En aquel preciso instante tres internos se pusieron de pie tirando al suelo las sillas de plástico. Eran de clanes rivales al de Michele, fuera se hubieran matado sin muchos miramientos, pero allí dentro tenían que convivir por fuerza, y el hecho de que un gitano se permitiese poner las manos sobre alguien como Impasible era algo absolutamente intolerable para cualquiera.
Michele seguía sin mirarlo siquiera. Para él Olban nunca había existido y seguía sin existir. Los otros internos eran de distinta opinión, así que lo agarraron golpeándolo con fuerza contra la pared, inmovilizado como un Cristo en la cruz mientras seguía insultando.
—¿Qué te ha pasado, Michele Impasible? ¿Te han convertido en un buen gamuza? —gritó Olban lleno de rabia.
Michele sintió un escalofrío por la espalda.
Muchos años atrás, a los internos que trabajaban se les entregaban unos pantalones marrones que parecían de piel de gamuza. Desde entonces en el código del talego «gamuza» designaba el concepto de presidiario, pero en el sentido más peyorativo posible. Un insulto gravísimo. Al igual que lo era tildar a un policía penitenciario de «gamuza»: significaba que estaba de parte de los internos.

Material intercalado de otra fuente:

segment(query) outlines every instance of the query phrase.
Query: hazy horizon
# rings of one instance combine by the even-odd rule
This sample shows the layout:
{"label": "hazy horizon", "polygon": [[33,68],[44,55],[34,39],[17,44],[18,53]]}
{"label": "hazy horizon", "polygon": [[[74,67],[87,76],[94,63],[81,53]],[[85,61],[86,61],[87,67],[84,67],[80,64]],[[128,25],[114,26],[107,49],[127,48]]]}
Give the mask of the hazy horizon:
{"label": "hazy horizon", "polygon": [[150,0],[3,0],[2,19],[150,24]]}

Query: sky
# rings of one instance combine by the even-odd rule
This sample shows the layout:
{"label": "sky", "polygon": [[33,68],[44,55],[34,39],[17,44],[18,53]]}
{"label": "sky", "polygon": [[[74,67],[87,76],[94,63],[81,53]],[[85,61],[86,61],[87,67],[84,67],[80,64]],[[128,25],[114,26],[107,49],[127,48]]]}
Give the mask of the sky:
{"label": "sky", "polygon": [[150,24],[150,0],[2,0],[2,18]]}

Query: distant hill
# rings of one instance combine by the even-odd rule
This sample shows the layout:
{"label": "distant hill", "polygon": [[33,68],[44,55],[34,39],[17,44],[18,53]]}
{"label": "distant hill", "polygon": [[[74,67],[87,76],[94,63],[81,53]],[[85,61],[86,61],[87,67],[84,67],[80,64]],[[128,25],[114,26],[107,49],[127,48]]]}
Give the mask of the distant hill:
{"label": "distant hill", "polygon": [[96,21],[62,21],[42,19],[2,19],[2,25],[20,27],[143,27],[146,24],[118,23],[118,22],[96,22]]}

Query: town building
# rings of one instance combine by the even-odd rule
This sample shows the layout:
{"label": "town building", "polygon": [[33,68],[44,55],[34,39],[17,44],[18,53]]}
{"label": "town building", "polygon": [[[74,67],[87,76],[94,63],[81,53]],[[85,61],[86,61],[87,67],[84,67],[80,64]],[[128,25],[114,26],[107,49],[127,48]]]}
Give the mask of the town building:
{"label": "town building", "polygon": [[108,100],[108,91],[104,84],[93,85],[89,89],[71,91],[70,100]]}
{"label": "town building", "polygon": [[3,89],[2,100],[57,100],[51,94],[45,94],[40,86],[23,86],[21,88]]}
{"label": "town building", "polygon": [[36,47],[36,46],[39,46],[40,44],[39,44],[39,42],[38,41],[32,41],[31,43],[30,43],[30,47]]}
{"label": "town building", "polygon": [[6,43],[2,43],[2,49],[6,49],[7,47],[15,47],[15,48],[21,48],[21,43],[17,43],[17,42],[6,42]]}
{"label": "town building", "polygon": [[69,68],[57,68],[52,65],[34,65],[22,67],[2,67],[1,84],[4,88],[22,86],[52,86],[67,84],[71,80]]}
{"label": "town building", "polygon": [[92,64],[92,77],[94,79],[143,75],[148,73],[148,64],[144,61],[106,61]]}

Michele se acercó con absoluta calma al gitano que seguía forcejeando. Le hizo una caricia en la cara acompañada de una amigable cachetada en la mejilla y luego le agarró por el cuello. Con el pulgar y el índice empezó a comprimirle la carótida. Los gritos se ahogaron en dolor. Michele fue apretando cada vez más para hacerlo callar. Se acercó a su oreja para susurrarle dulces palabritas.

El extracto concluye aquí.